El delantero de la Selección argentina no formó parte de las prácticas conducidas por Diego Simeone aludiendo un cuadro de indisposición física, en un marco de marcada tirantez generado por los rumores sobre su futuro profesional y la tensa relación con la afición colchonera.
El malestar en torno al atacante cordobés se profundizó luego del reciente empate 2-2 frente al Villarreal en el Estadio Metropolitano. Durante aquel compromiso, el ex River ingresó en el tramo final del partido y fue recibido con desaprobaciones y silbidos por parte de los simpatizantes locales.
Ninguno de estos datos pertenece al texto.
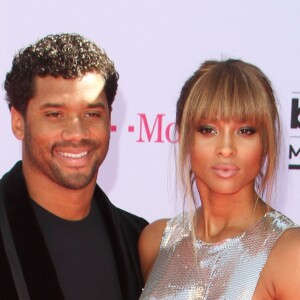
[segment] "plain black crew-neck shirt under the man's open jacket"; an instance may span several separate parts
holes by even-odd
[[[121,299],[112,246],[94,201],[80,221],[61,219],[32,203],[65,299]]]

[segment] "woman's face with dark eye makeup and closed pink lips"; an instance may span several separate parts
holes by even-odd
[[[200,195],[254,190],[263,151],[254,122],[203,121],[193,130],[190,160]]]

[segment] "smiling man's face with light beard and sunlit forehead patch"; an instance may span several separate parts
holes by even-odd
[[[87,73],[75,79],[37,77],[35,83],[25,118],[12,109],[14,133],[23,140],[24,172],[69,189],[95,183],[110,137],[104,78]]]

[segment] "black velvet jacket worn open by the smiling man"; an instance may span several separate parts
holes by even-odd
[[[30,204],[22,163],[0,180],[13,240],[32,300],[64,299],[41,229]],[[38,184],[38,182],[36,183]],[[105,220],[118,266],[123,299],[138,299],[143,287],[137,241],[147,222],[115,207],[96,186],[94,198]],[[0,299],[18,299],[2,236],[0,239]],[[99,295],[101,299],[101,295]]]

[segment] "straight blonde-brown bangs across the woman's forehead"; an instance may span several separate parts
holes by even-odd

Tras el pitazo final, la "Araña" optó por no sumarse a la caminata de agradecimiento del plantel sobre el terreno de juego y se retiró de manera directa hacia la zona de vestuarios, un gesto que encendió las alarmas dentro del cuerpo técnico de cara al próximo cruce liguero frente al Sevilla en el Ramón Sánchez-Pizjuán.
El trasfondo del conflicto responde a los deseos de Álvarez de buscar nuevos horizontes futbolísticos frente al interés concreto del Barcelona por sumarlo a sus filas antes del cierre del libro de pases. Sin embargo, la cúpula dirigencial del Atlético de Madrid se muestra inflexible y ratificó que no facilitará ninguna negociación con la entidad catalana. Cabe recordar que el atacante posee vínculo contractual con la institución madrileña hasta junio de 2030 —tras su traspaso desde el Manchester City en 2024— y su cláusula de rescisión está fijada en la cifra de 500 millones de euros, blindando su salida en el mercado actual.